Photo: Baraka Gurbuz Derman
Many Medicare Advantage and Medicaid managed care plans have limited networks of behavioral care providers, necessitating steps to improve the accuracy of network directories, according to a new report from the Department of Health and Human Services’ Office of the Inspector General.
Limiting these provider networks further is the inclusion of inactive providers who don't provide any of these services to enrollees, OIG found.
According to the agency, most of these inactive providers should not be listed as network providers by the plan.
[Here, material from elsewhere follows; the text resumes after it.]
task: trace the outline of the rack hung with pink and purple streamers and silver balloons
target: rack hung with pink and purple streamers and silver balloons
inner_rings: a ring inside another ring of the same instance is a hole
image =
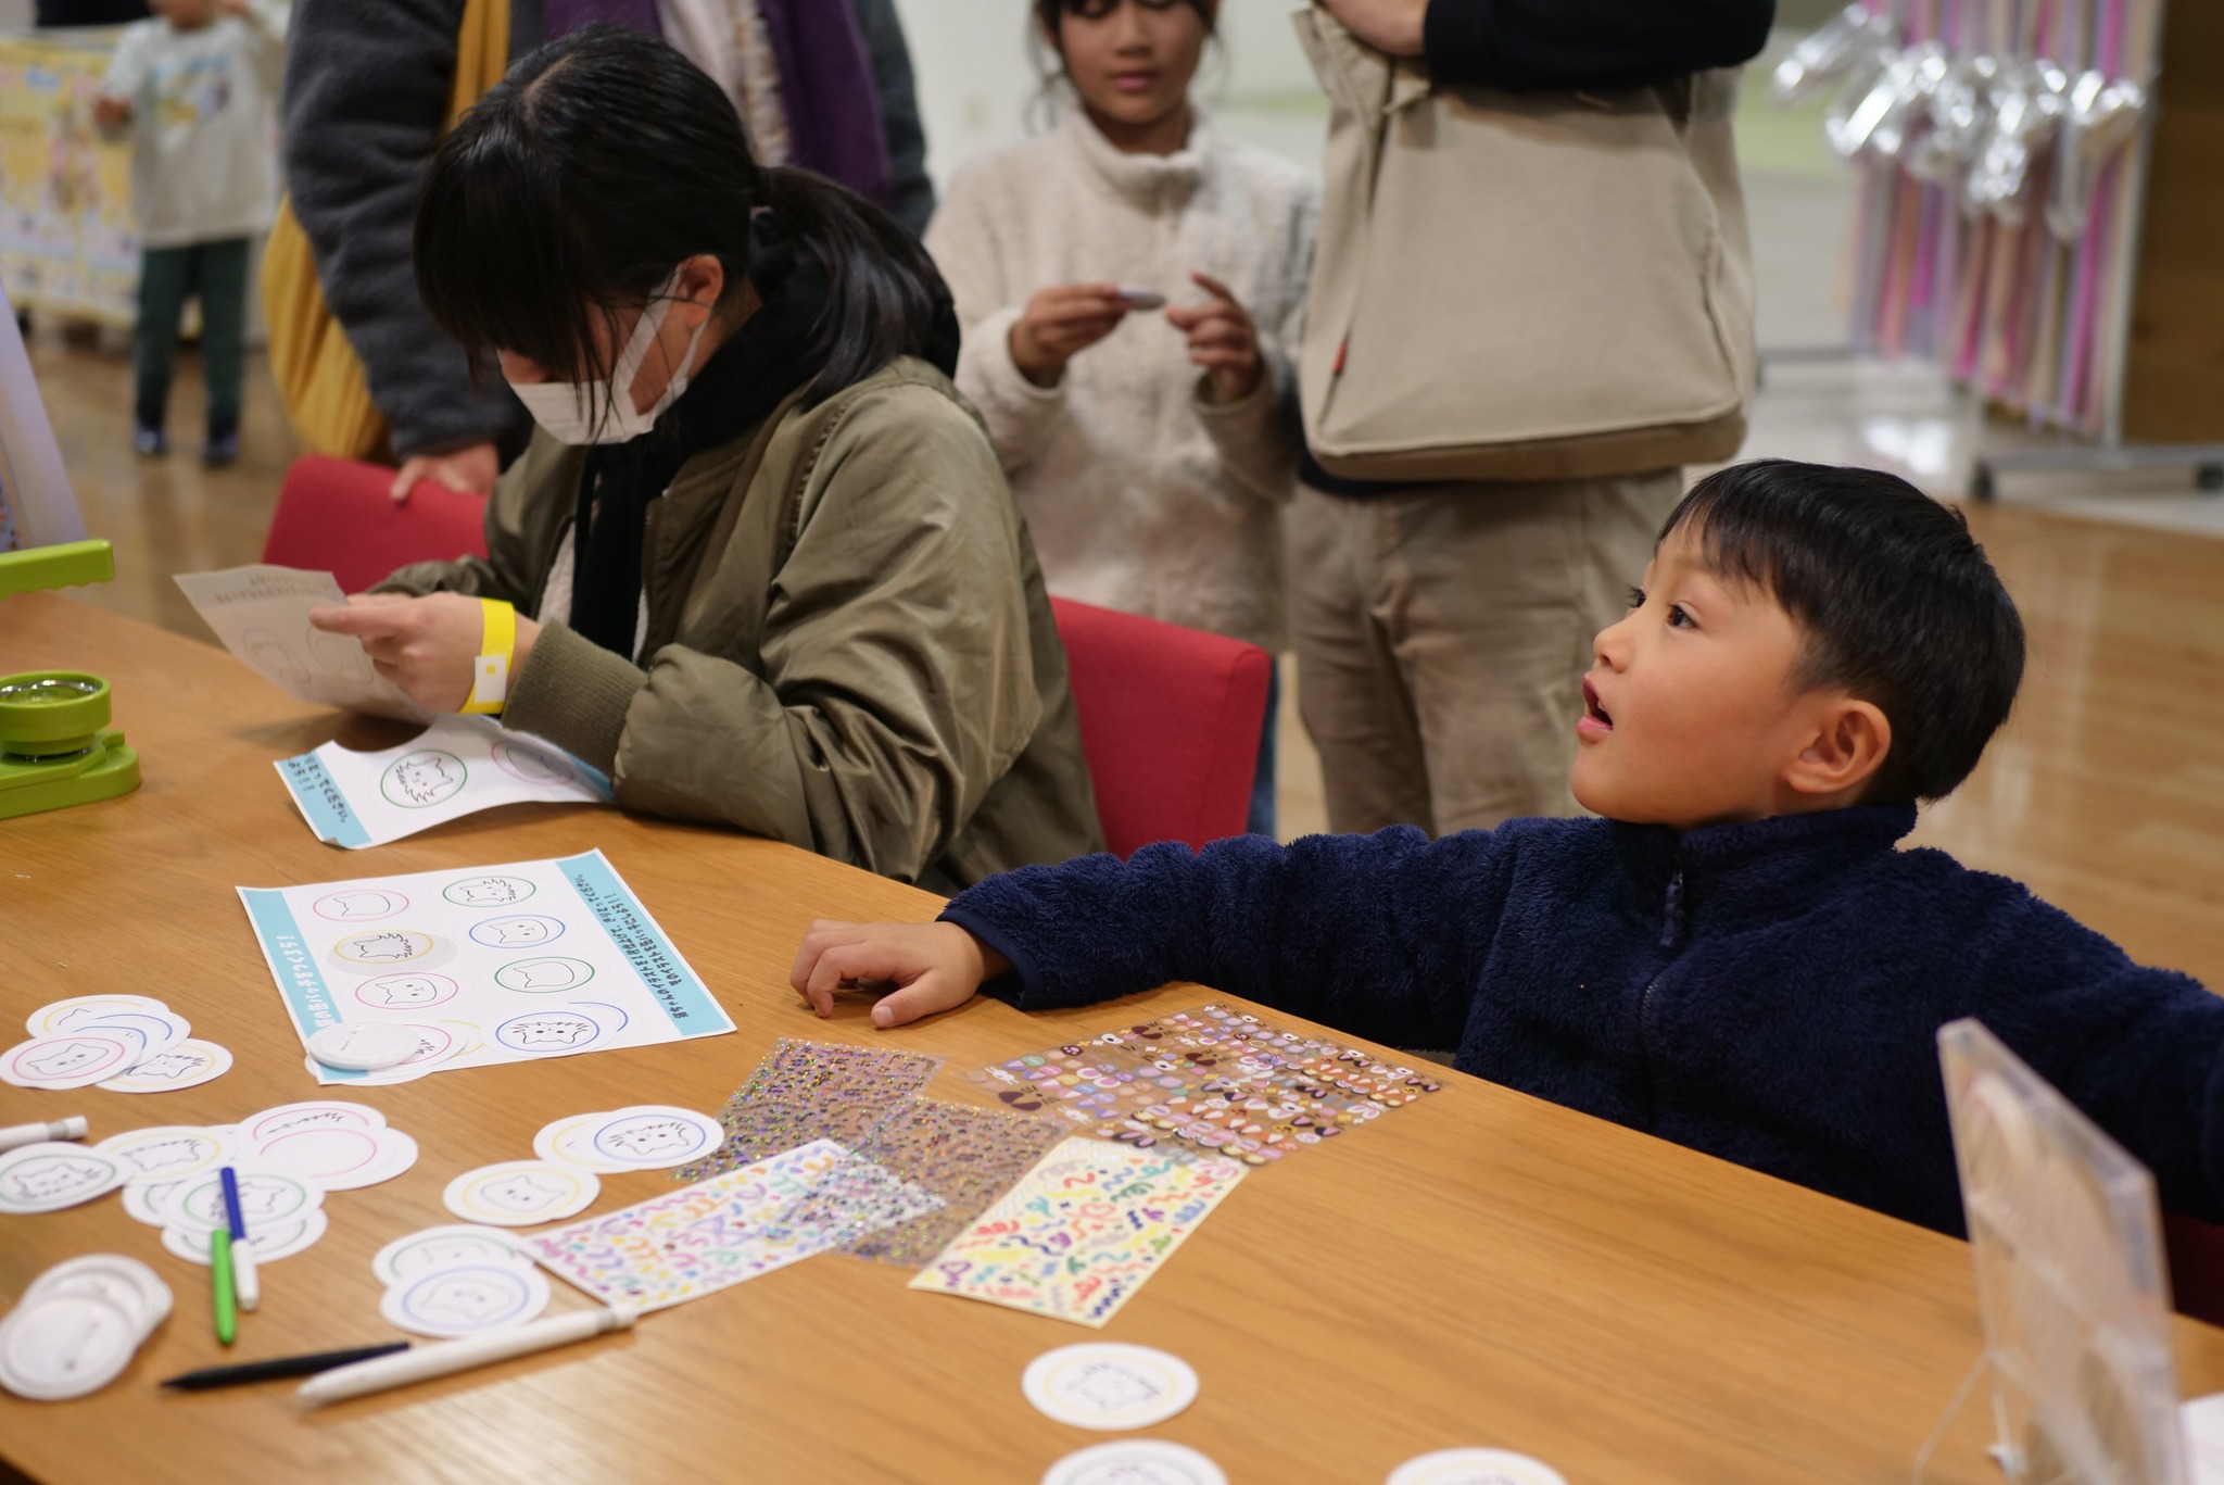
[[[2068,436],[1979,454],[1973,496],[2153,465],[2224,490],[2224,7],[1859,0],[1773,91],[1830,91],[1861,176],[1850,347]]]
For example, in some cases these providers no longer work at the locations listed by the plan, or they've indicated they would not see patients enrolled in the plan.
These inactive providers are sometimes referred to as “ghost” providers and can make the networks appear larger than they are, said OIG.
WHAT'S THE IMPACT
The agency said it conducted the review because most Medicare and Medicaid enrollees’ behavioral healthcare is covered by managed care plans, meaning enrollees’ access to providers is largely determined by the network of providers contracted by each plan.
Plans are required to provide all enrollees with a list of providers in their network – a network directory.
When a network has less than 25% of an area's workforce, it's considered a limited network, said OIG. The breadth of a network is an important measure of access for providers.
Three-quarters of the Medicare Advantage plans under review had less than 25% of the county's behavioral healthcare workforce in their networks. In Medicaid, half of all plans fit that description.
That means enrollees in those plans may not have access to 75% or more of the behavioral healthcare providers in their counties because those providers were not included in their plans’ networks. Medicare Advantage plans included a smaller percentage of the behavioral healthcare workforce than Medicaid plans.
And in more than half of Medicare Advantage plans and a third of Medicaid plans, at least one-third of the providers listed in their networks were inactive. This suggests significant inaccuracies in the plan's directory, OIG said.
In Medicare Advantage, on average, 55% of behavioral healthcare providers listed in plans' networks did not provide a single service to enrollees in 2023. In Medicaid, about 28% of providers did not provide a single service.
In OIG's estimation, almost three-quarters of inactive providers should not have been listed as network providers. Almost half did not work at any of the locations listed in the network directory, about one-fifth did not accept patients with their managed care plan, and some inactive providers didn't see patients because they served in administrative roles.
OIG recommends that the Centers for Medicare and Medicaid Services use data to monitor provider networks and take additional steps to improve their accuracy.
It also wants CMS to explore how a nationwide directory could reduce inaccuracies and increase administrative efficiencies for providers and patients.
THE LARGER TREND
The Medicare Advantage program has undergone significant policy changes during the past year, affecting deductibles, out-of-pocket costs, provider networks and prior authorization determinations.
These changes have contributed to increased confusion, lower member satisfaction and a widespread lack of trust among Medicare Advantage plan members, according to the J.D. Power 2025 U.S. Medicare Advantage Study.
Overall customer satisfaction with Medicare Advantage plans is 623 (on a 1,000-point scale), down 29 points from a year ago. The primary cause of this decline in customer satisfaction, said analysts, is a 39-point drop in members’ overall level of trust in their Medicare Advantage plan.
Products and coverage, and ease of doing business were other metrics that are on the decline.